We weten dat er een specifieke relatie is tussen het meemaken van trauma in de kindertijd en het ontwikkelen van een psychose. Een opvallende bevinding waarover we berichtten (Hardy et al., 2016) was dat er voor het eerst gevonden werd dat de relatie tussen trauma en stemmenhoren niet gemedieerd werd door intrusieve herinneringen. Althans, het ging in dat onderzoek om mensen met een terugval in psychose, waardoor de uitkomsten vooral iets zeiden over het voortbestaan van de psychotische klachten (de persistentie) en minder over het ontstaan ervan. Hoe zit het dan bij een groep mensen die een eerste psychose meemaken?

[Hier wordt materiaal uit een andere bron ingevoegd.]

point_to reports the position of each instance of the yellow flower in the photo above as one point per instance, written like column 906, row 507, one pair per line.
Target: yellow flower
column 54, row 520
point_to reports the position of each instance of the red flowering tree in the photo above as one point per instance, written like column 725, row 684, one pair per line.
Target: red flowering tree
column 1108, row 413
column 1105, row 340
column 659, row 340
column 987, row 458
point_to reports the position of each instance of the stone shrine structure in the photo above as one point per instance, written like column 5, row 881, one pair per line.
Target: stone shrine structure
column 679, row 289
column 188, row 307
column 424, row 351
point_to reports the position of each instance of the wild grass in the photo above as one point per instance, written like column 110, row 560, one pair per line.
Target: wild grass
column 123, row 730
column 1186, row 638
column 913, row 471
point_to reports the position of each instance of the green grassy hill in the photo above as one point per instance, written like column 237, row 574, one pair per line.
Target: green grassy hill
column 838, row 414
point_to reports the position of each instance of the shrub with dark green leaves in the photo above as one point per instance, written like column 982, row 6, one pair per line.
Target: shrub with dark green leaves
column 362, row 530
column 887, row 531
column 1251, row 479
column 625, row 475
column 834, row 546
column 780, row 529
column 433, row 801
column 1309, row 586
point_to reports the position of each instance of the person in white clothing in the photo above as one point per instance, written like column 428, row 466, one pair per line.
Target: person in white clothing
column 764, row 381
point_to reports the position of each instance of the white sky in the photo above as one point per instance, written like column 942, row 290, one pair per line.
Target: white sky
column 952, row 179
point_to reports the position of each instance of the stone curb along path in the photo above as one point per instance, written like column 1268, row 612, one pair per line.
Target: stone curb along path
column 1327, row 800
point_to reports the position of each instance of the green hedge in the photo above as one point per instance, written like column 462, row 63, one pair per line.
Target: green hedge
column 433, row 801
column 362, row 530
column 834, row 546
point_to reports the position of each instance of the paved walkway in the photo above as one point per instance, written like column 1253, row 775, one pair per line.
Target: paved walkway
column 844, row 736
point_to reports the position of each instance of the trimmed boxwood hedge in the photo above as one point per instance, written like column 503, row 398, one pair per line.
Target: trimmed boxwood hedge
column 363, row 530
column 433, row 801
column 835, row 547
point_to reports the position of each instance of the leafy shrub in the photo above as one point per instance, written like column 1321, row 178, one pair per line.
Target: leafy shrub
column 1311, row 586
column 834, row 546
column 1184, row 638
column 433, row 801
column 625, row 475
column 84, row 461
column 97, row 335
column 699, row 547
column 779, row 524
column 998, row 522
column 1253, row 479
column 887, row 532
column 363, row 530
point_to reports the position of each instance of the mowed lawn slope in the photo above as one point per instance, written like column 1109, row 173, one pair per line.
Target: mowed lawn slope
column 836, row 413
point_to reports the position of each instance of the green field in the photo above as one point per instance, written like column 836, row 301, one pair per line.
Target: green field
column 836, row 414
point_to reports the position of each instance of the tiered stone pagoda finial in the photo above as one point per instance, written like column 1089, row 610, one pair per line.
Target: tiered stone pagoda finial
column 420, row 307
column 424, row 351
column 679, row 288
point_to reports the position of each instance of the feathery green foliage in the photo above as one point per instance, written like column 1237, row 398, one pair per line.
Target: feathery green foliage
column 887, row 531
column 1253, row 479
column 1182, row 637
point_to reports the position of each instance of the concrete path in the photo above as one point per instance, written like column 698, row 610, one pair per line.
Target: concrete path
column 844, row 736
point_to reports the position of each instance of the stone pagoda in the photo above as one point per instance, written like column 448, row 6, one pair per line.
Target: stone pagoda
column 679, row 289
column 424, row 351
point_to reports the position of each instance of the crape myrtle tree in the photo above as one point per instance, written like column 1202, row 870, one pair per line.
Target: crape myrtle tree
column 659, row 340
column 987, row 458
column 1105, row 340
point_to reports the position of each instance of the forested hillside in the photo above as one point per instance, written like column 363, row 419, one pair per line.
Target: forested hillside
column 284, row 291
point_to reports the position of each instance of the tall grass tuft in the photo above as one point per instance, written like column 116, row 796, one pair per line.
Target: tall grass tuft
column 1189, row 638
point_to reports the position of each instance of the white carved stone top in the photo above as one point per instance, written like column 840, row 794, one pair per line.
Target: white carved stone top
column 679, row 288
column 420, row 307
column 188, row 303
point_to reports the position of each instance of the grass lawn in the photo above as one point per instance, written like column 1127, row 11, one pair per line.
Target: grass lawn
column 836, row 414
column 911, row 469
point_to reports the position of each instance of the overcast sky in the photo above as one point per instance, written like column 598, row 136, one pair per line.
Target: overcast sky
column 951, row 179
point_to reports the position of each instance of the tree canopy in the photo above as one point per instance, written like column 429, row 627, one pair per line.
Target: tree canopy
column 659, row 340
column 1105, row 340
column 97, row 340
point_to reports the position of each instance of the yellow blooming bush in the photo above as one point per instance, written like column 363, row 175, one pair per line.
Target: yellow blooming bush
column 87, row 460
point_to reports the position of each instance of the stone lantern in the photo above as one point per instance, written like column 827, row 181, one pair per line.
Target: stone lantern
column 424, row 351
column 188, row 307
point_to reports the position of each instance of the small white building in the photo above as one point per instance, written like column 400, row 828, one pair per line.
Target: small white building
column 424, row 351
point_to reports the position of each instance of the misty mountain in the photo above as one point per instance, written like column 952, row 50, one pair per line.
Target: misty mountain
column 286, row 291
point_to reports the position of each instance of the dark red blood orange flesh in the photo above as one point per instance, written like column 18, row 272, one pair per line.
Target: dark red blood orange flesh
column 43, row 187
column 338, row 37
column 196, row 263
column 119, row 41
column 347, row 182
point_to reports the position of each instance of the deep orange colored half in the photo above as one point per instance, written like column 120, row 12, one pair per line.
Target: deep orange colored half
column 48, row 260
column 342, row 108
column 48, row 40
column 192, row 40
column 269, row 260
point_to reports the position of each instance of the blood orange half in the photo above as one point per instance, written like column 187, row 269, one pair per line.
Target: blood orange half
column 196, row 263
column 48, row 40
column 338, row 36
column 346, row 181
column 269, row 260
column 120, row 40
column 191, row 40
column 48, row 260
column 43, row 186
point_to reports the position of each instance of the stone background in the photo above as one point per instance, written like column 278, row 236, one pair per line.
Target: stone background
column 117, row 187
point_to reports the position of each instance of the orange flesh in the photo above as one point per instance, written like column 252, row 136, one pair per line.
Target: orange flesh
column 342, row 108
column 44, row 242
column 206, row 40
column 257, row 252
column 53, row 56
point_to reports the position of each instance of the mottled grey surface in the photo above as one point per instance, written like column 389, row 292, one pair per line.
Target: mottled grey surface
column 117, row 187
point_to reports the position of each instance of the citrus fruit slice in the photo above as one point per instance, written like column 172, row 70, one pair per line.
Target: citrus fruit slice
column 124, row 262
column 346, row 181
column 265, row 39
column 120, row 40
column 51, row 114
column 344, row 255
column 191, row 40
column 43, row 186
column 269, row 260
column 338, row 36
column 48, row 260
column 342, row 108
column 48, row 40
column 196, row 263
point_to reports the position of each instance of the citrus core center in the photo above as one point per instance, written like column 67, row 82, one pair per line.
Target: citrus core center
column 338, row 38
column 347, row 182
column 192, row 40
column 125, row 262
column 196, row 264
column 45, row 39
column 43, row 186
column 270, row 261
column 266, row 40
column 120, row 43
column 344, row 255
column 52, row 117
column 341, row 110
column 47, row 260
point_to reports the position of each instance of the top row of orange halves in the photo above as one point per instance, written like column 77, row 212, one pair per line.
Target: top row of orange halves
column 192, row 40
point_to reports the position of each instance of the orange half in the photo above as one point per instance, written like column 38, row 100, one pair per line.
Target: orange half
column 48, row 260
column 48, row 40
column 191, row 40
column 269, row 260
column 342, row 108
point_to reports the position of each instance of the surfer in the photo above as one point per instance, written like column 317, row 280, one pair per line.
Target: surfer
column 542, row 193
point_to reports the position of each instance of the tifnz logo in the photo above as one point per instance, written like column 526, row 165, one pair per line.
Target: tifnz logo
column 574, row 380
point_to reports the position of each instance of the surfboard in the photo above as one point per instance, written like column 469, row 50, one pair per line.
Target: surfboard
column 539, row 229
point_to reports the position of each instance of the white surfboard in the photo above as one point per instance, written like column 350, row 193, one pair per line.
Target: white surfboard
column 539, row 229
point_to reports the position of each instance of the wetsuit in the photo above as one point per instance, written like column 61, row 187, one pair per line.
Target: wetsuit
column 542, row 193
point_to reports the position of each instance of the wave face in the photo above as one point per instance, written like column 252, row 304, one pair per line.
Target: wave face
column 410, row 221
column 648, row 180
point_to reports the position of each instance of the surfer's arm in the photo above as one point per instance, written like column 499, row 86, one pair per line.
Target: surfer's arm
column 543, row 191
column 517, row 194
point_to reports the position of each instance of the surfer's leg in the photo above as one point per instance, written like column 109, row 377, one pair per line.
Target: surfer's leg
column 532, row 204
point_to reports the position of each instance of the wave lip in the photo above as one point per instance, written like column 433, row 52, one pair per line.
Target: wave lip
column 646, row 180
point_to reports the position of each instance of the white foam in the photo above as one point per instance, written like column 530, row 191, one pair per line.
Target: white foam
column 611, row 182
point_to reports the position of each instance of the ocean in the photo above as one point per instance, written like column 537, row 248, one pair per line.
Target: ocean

Spelen trauma-gerelateerde intrusies bij het ontstaan van psychose wel een belangrijke rol?
De opvallende bevinding uit die eerdere studie past niet volledig bij cognitief gedragstherapeutische modellen van psychose, die bepaalde specifieke mechanismen voorstellen, zoals het ontwikkelen van negatieve kernopvattingen (ik ben kwetsbaar; de wereld is gevaarlijk) als gevolg van trauma, die vervolgens de kans op achterdocht en stemmen horen vergroten. Het doel van dezen nieuwe studie was daarom om cognitieve modellen van psychose bij trauma te testen in een groep mensen die juist voor het eerst psychotische klachten ervaren waarbij er ook gebruik gemaakt werd van betere meetinstrumenten.
De studie is uitgevoerd in Australië, en 66 mensen met een eerste psychose deden mee. Iedereen was tussen de 15 en 25 jaar oud en iets meer dan de helft was vrouw. Er zijn verschillende zelfrapportage vragenlijsten afgenomen, zoals de ‘Childhood Trauma Questionnaire’, de ‘Post Traumatic Cognitions Inventory (PTCI), en twee interviews: de ‘Clinician-Administered PTSD Scale (CAPS)’ en de PANSS.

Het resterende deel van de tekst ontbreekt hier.